SO.CO Team

6 months ago

Live: Benefits hammer Nails home in Middlesbrough

Middlesbrough Town Hall

Featured Photo

Benefits rounded off their UK tour, and an all-conquering year, with a homecoming show in Middlesbrough just before Christmas, but as ever with the new face of British punk, it’s rarely merry, but it is cathartic as all hell. 

“There’s a new found spring in your goose-step” - the words to Shit Britain hang in the air above the already feverish audience. The Right (both alt and traditional) have long been in this band’s sights. They say that the one good thing that comes out of Tory governments are great punk bands pushing back, and if that’s the case, then we need to thank Cameron, Johnson, May, Braverman, Sunak and the rest for delivering us Benefits, if nothing else. 

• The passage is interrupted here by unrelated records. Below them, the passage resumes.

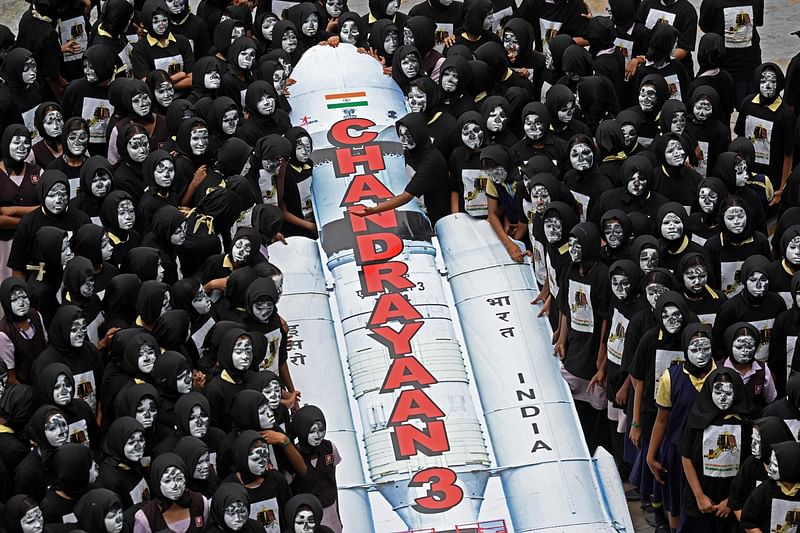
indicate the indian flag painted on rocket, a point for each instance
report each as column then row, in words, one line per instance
column 341, row 100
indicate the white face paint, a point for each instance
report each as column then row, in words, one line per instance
column 735, row 219
column 230, row 121
column 134, row 447
column 63, row 390
column 349, row 32
column 20, row 303
column 138, row 147
column 141, row 104
column 242, row 354
column 56, row 430
column 497, row 119
column 146, row 412
column 575, row 250
column 672, row 227
column 53, row 123
column 620, row 286
column 198, row 140
column 699, row 351
column 743, row 349
column 757, row 284
column 406, row 139
column 768, row 85
column 647, row 98
column 19, row 147
column 77, row 332
column 722, row 395
column 695, row 278
column 674, row 154
column 198, row 422
column 581, row 157
column 707, row 199
column 702, row 109
column 126, row 214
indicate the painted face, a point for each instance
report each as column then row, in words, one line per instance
column 647, row 98
column 702, row 109
column 630, row 135
column 113, row 521
column 258, row 458
column 236, row 515
column 672, row 227
column 722, row 395
column 743, row 349
column 575, row 250
column 29, row 73
column 768, row 85
column 653, row 292
column 496, row 119
column 310, row 25
column 334, row 8
column 77, row 332
column 138, row 147
column 56, row 430
column 63, row 390
column 671, row 319
column 198, row 140
column 406, row 139
column 263, row 309
column 302, row 150
column 757, row 284
column 141, row 104
column 707, row 199
column 699, row 351
column 147, row 358
column 674, row 154
column 242, row 353
column 126, row 214
column 53, row 123
column 449, row 80
column 735, row 219
column 620, row 286
column 230, row 121
column 317, row 433
column 289, row 41
column 410, row 66
column 349, row 33
column 19, row 147
column 20, row 303
column 146, row 412
column 266, row 418
column 32, row 521
column 581, row 157
column 198, row 422
column 134, row 447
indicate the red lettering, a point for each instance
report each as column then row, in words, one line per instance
column 397, row 342
column 339, row 133
column 387, row 276
column 392, row 306
column 366, row 187
column 373, row 247
column 414, row 403
column 347, row 159
column 408, row 440
column 443, row 493
column 407, row 371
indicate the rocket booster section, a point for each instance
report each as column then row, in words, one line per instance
column 317, row 368
column 550, row 481
column 423, row 440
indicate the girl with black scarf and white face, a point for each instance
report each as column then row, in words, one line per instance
column 22, row 333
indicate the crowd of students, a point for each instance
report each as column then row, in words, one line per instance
column 147, row 160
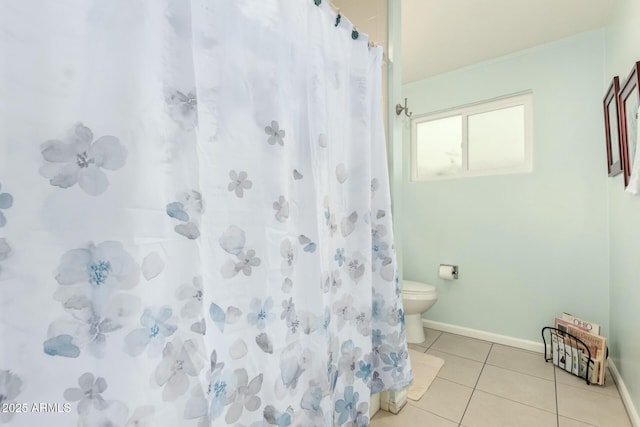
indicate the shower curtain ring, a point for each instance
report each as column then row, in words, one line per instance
column 355, row 33
column 400, row 109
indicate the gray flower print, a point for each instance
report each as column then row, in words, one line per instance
column 10, row 388
column 106, row 265
column 88, row 394
column 239, row 183
column 261, row 313
column 245, row 263
column 87, row 326
column 281, row 206
column 347, row 407
column 5, row 250
column 77, row 159
column 192, row 294
column 183, row 109
column 6, row 201
column 179, row 362
column 157, row 325
column 276, row 135
column 246, row 396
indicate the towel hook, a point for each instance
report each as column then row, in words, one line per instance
column 400, row 109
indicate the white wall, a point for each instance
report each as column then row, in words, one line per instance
column 529, row 246
column 622, row 51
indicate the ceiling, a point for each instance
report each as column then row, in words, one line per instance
column 442, row 35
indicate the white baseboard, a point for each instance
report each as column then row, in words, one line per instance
column 624, row 393
column 486, row 336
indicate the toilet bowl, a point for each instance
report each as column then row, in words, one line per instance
column 416, row 299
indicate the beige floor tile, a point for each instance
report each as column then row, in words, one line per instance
column 487, row 410
column 522, row 388
column 409, row 416
column 527, row 362
column 430, row 336
column 458, row 369
column 416, row 347
column 446, row 399
column 609, row 387
column 591, row 407
column 470, row 348
column 568, row 422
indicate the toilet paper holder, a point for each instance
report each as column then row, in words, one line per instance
column 448, row 271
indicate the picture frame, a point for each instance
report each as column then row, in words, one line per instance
column 628, row 107
column 613, row 137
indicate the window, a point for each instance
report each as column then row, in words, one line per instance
column 488, row 138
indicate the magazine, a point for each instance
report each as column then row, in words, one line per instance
column 581, row 323
column 596, row 344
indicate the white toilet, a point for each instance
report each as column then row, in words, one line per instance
column 416, row 299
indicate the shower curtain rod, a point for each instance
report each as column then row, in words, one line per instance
column 339, row 16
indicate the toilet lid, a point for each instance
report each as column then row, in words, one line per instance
column 411, row 287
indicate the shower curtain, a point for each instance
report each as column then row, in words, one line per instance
column 195, row 224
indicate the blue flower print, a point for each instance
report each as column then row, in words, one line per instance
column 379, row 248
column 10, row 388
column 276, row 135
column 77, row 159
column 6, row 201
column 339, row 256
column 89, row 394
column 91, row 321
column 187, row 209
column 394, row 362
column 260, row 313
column 364, row 371
column 106, row 265
column 347, row 407
column 179, row 362
column 376, row 337
column 157, row 326
column 246, row 261
column 222, row 390
column 246, row 396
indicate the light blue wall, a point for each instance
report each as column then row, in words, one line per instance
column 529, row 246
column 622, row 51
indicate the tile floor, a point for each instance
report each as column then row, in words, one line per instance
column 483, row 384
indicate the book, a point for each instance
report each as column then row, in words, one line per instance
column 561, row 353
column 586, row 325
column 568, row 352
column 554, row 348
column 596, row 344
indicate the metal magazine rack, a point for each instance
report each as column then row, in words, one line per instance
column 580, row 365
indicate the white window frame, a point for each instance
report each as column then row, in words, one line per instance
column 525, row 99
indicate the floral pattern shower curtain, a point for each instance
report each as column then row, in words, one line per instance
column 195, row 224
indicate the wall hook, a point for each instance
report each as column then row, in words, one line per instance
column 400, row 109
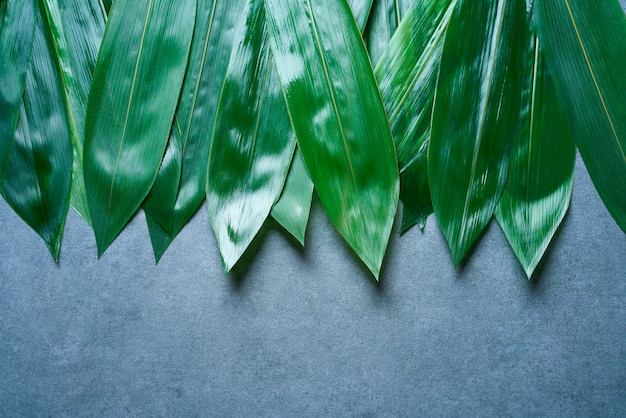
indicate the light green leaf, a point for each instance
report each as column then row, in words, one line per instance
column 179, row 188
column 585, row 49
column 252, row 144
column 77, row 28
column 407, row 77
column 17, row 29
column 360, row 11
column 541, row 167
column 384, row 19
column 132, row 101
column 293, row 208
column 37, row 175
column 474, row 115
column 339, row 119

With a clutch of ‘album of the year’ nods for debut long-player Nails from a host of esteemed music publications, and a string of sold out shows on this this tour, it would be understandable for Benefits to rest on their laurels a little, but this is no last-day-of-school party. The band are just as hard-hitting as ever, and if anything, Kingsley Hall seems even more determined to drive his point home with every snarled syllable and keenly observed lyric. 

Tonight’s encore opens with a menacingly ominous, drone filled take on The Chemical Worker’s Song, written in 1964 by local folk stalwart Ron Angel. Delivered with genuine menace by fellow Teessider Ben Muriel, as the Benefits frontman looks on. It sums up the show tonight perfectly. This isn’t about Benefits, Hall, Muriel, or even, really, the music. It’s about the people, those packed into the Town Hall’s crypt, and those outside, the ones just surviving, the ones struggling and the ones succeeding. They all get a mention tonight, and they all play their part in the visceral live experience that is a Benefits show. 

Benefits are the sound of Britain on the ropes but coming out swinging. As living standard tumble, as fascism continues its seemingly inexorable creep into everyday life, they are the sound of a country fighting back. And we need them.